The main transmitter of several types of inhibitory neurons with a defined cardiovascular or respiratory role has been definitively identified in the brainstem reticular formation by Fos and/or by single cell labeling in vivo (Chan and Sawchenko, 1998, Schreihofer et al., 1999, Weston et al., 2003, Schreihofer and Guyenet, 2003, Ezure et al., 2003). Each neuronal type identified definitively so far contained either GAD₆₇ or GlyT2 mRNA but not both. In particular, the ventrolateral medullary interneurons that mediate the sympathetic baroreflex are GABAergic but do not express GlyT2 mRNA (Fig. 6) (Chan and Sawchenko, 1998, Weston et al., 2003) and the reverse applies to the expiratory augmenting (Bötzinger) and decrementing expiratory neurons of the ventral respiratory column (Schreihofer et al., 1999, Ezure et al., 2003). However, the number of cell types analyzed so far is very small and, in fact, there is a considerable degree of overlap between GAD₆₇ and GlyT2 mRNAs within the reticular formation of the medulla oblongata (Stornetta and Guyenet, unpublished; Fig. 4). At least one type of premotor neuron (premotor to hypoglossal motor neurons) has been physiologically identified as having a dual GABA/glycine phenotype based on the pharmacology of the mPSCs that it generates (O'Brien and Berger, 1999). This result agrees with the presence of many dual labeled GAD₆₇/GlyT2 neurons (GABA/glycine phenotype) in the immediate proximity of hypoglossal motor neurons (Fig. 4C1–C2). Whether these premotor neurons process respiration-related information is unknown. In any event, GABA/glycine neurons almost certainly contribute to autonomic regulation since neurons in the rostral ventromedial medulla have this mixed phenotype (Fig. 4, Fig. 6) and many of them are rapidly infected after introduction of pseudorabies virus into the adrenal medulla (unpublished data of Stornetta and Guyenet).

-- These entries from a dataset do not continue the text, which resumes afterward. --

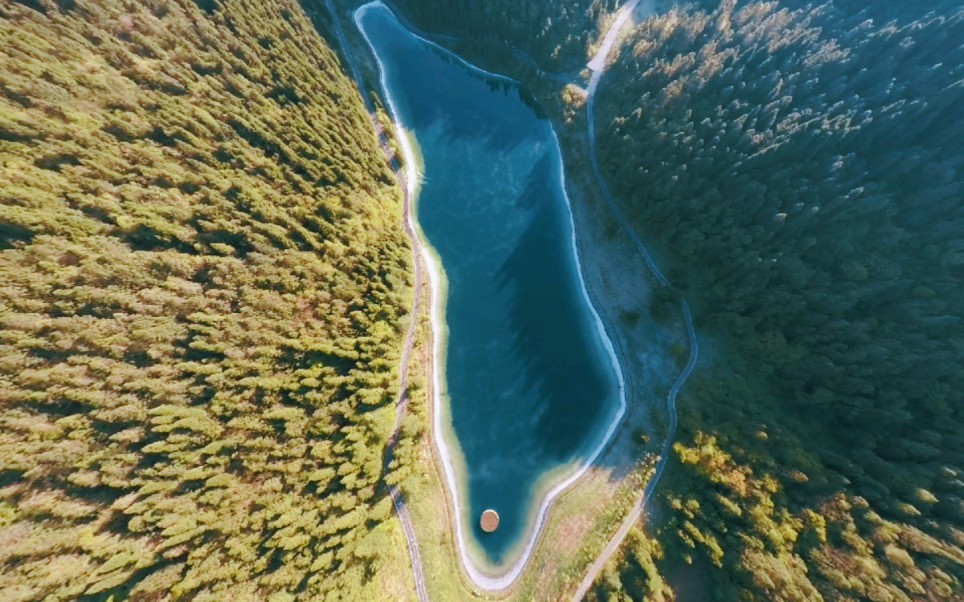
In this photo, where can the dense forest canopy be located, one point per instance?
(802, 167)
(202, 273)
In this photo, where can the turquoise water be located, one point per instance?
(531, 384)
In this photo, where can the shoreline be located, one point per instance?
(482, 579)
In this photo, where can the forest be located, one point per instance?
(203, 279)
(798, 169)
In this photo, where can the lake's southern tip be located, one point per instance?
(489, 521)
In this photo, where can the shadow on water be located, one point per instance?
(557, 356)
(531, 383)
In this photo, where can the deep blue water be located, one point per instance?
(530, 381)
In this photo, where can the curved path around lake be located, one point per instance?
(408, 183)
(401, 403)
(483, 580)
(598, 66)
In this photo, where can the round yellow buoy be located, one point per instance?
(489, 521)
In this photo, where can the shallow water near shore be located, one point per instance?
(531, 380)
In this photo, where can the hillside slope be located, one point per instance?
(202, 277)
(797, 170)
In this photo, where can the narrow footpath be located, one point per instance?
(401, 403)
(598, 67)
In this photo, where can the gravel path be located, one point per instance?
(598, 66)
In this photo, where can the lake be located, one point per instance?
(529, 386)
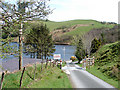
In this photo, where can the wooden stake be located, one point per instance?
(2, 80)
(22, 77)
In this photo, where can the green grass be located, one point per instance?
(52, 77)
(93, 70)
(53, 25)
(106, 63)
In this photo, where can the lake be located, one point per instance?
(68, 52)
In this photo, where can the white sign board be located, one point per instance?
(57, 56)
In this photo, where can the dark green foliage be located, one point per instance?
(109, 61)
(80, 51)
(95, 45)
(40, 41)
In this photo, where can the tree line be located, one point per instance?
(90, 42)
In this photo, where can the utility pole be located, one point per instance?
(20, 47)
(64, 52)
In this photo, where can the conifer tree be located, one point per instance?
(80, 51)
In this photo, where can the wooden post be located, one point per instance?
(93, 61)
(50, 62)
(41, 66)
(53, 63)
(89, 63)
(34, 70)
(46, 63)
(83, 63)
(2, 80)
(86, 62)
(22, 77)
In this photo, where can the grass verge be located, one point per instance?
(52, 77)
(93, 70)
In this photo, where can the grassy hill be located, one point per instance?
(107, 64)
(54, 25)
(64, 31)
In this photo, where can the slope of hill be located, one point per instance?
(63, 32)
(108, 60)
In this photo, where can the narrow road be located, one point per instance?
(80, 78)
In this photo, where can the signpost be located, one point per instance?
(57, 56)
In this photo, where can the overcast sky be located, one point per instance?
(100, 10)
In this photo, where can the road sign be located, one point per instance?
(57, 56)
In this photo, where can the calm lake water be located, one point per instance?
(69, 51)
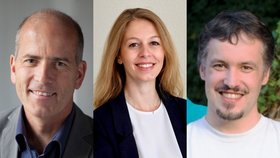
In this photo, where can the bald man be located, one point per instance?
(46, 69)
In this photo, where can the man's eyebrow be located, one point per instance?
(60, 59)
(31, 56)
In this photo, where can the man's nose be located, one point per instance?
(231, 78)
(44, 73)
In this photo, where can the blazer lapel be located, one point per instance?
(177, 113)
(9, 146)
(122, 122)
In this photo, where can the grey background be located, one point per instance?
(12, 12)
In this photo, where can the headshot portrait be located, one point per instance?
(46, 106)
(12, 13)
(139, 90)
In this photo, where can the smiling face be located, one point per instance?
(45, 71)
(233, 75)
(142, 53)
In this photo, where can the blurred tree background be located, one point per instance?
(199, 12)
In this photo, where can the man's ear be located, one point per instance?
(120, 60)
(202, 71)
(13, 68)
(82, 67)
(266, 75)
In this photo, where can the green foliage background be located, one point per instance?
(199, 12)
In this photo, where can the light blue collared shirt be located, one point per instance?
(56, 146)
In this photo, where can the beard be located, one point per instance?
(228, 115)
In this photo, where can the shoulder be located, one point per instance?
(7, 114)
(82, 117)
(273, 123)
(8, 117)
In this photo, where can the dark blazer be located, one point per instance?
(79, 144)
(113, 134)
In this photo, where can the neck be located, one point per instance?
(142, 97)
(40, 131)
(247, 122)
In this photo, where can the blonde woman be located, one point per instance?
(139, 112)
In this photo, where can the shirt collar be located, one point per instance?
(60, 136)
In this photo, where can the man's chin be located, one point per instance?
(229, 116)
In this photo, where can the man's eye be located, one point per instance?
(60, 64)
(133, 45)
(219, 67)
(155, 43)
(29, 61)
(246, 68)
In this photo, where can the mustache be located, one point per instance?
(236, 89)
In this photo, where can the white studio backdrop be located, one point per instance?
(12, 12)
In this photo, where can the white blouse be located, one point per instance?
(153, 133)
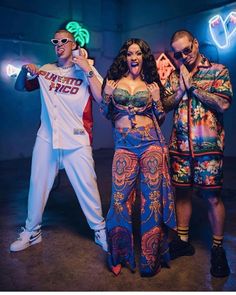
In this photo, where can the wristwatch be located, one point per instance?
(90, 74)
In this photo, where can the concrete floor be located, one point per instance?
(68, 259)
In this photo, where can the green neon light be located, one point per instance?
(81, 35)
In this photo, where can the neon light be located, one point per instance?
(164, 67)
(81, 35)
(221, 30)
(12, 71)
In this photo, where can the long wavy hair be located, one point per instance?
(119, 67)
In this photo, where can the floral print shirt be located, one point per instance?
(197, 128)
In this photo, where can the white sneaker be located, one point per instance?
(26, 239)
(101, 238)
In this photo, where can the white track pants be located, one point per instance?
(79, 167)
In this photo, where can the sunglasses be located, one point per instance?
(185, 51)
(62, 41)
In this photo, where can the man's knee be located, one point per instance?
(213, 198)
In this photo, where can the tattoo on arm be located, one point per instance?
(212, 100)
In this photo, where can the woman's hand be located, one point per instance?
(110, 87)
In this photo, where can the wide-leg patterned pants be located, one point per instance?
(79, 167)
(139, 152)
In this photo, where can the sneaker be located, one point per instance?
(101, 238)
(178, 248)
(26, 239)
(219, 263)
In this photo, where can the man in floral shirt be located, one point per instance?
(199, 93)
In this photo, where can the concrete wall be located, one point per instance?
(156, 23)
(27, 26)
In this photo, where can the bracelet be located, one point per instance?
(191, 89)
(107, 98)
(157, 105)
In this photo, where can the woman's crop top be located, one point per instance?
(122, 103)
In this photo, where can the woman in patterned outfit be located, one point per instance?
(131, 99)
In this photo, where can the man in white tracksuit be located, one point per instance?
(64, 137)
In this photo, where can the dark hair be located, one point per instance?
(179, 34)
(119, 67)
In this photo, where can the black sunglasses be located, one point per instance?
(62, 41)
(185, 51)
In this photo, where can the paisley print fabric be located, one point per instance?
(139, 156)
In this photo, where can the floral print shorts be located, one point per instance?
(204, 172)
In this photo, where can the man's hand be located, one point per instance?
(185, 77)
(31, 68)
(82, 61)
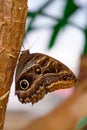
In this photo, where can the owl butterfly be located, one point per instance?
(38, 74)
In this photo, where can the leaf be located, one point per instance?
(70, 8)
(85, 47)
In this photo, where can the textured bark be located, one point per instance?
(12, 25)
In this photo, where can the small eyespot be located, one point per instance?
(24, 84)
(38, 70)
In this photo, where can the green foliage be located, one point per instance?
(69, 9)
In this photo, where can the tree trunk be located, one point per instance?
(12, 25)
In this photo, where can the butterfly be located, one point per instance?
(38, 74)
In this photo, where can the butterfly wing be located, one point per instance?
(39, 74)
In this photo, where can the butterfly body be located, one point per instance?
(37, 74)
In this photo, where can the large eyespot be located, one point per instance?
(24, 84)
(38, 70)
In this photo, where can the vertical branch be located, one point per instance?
(12, 25)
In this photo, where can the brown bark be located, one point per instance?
(12, 25)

The recent discovery of markers that are diagnostic for specific types of neurotransmission (notably VGLUT1, VGLUT2, GlyT2 and GAD67) and the introduction of more efficient ways to label neurons recorded in vivo have greatly facilitated the biochemical identification of electrophysiologically recorded neurons. These methods provide a powerful general purpose approach to study neuronal connectivity in brain regions characterized by extreme neuronal heterogeneity. They are thus especially suited to the study of brainstem autonomic circuits that typically consist of very small populations of functionally related neurons (few hundred per brain) buried within a very heterogeneous neuronal mix.